Consultant Cardiologist, Queens Hospital, Burton on Trent, UK
This is a rare coronary angiogram showing myocardial bridge affecting more than one coronary artery.
Myocardial bridge is a congenital anomaly where a segment of epicardial coronary artery traverses through myocardium. This leads to mainly systolic compression of coronary artery. Myocardial bridge is often asymptomatic, though it can be associated with angina, acute coronary syndrome, arrhythmia and even sudden death. Incidence varies from 0.5 to 12% in different series of coronary angiogram1. Usually it affects the mid segment of the left anterior descending (LAD) artery. Myocardial bridge affecting more than one artery in coronary angiogram is very rare though has been reported before. I describe a case of muscle bridge affecting multiple arteries. This 37-yr-old gentleman presented with atypical chest pain and his ETT showed significant ST changes after 7 minutes of exercise of Bruce protocol. Coronary angiogram convincingly showed myocardial bridge affecting mid LAD and intermediate (ramus medianus) artery (Fig 1 and Fig 2 and the video clip).
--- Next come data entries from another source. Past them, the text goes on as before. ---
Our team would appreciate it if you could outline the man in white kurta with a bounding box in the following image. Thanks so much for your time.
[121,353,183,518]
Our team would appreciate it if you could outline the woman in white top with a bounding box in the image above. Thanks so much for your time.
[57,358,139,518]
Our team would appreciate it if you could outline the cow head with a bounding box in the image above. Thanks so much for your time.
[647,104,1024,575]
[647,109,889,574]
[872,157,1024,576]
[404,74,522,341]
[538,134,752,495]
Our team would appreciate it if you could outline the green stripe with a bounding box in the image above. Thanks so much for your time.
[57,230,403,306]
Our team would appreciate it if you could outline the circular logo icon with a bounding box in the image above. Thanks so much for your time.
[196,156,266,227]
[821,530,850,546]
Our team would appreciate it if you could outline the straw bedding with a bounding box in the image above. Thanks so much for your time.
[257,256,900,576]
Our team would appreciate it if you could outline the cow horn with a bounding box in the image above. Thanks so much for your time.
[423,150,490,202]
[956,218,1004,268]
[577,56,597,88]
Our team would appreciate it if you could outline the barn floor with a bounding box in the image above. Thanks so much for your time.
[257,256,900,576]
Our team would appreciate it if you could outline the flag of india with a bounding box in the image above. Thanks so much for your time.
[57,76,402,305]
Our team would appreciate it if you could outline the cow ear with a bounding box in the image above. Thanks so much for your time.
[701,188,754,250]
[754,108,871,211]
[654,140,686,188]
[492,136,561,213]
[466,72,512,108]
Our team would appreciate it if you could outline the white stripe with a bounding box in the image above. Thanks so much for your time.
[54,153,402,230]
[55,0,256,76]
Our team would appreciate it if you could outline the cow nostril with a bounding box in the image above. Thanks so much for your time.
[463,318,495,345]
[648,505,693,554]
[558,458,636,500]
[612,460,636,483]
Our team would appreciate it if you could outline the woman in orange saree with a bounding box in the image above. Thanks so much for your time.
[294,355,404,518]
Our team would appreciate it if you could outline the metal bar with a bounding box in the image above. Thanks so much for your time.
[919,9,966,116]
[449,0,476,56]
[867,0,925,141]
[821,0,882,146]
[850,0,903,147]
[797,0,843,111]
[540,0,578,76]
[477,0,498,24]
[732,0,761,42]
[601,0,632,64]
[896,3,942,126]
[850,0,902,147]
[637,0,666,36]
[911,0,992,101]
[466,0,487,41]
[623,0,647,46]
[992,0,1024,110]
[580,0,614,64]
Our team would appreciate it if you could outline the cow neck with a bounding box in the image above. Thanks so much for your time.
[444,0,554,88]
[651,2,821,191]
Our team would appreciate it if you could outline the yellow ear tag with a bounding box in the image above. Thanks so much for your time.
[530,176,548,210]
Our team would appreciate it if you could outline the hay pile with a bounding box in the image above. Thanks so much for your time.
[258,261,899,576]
Echocardiogram showed no evidence of hypertrophic cardiomyopathy.
Figure 1: Coronary angiogram in diastole
Figure 2: Coronary angiogram in systole
Majority of patients with symptomatic myocardial bridge do well in the long term. Medical treatment in the form of beta blocker should be tried to improve symptoms in the first instance. Surgical myotomy/CABG can improve symptoms in patients who have severe symptoms and failed medical therapy. Percutaneous coronary intervention should be avoided in view of recurrent revascularization reported in these patients2. The above patient has been doing well on bisoprolol 2.5 mg od.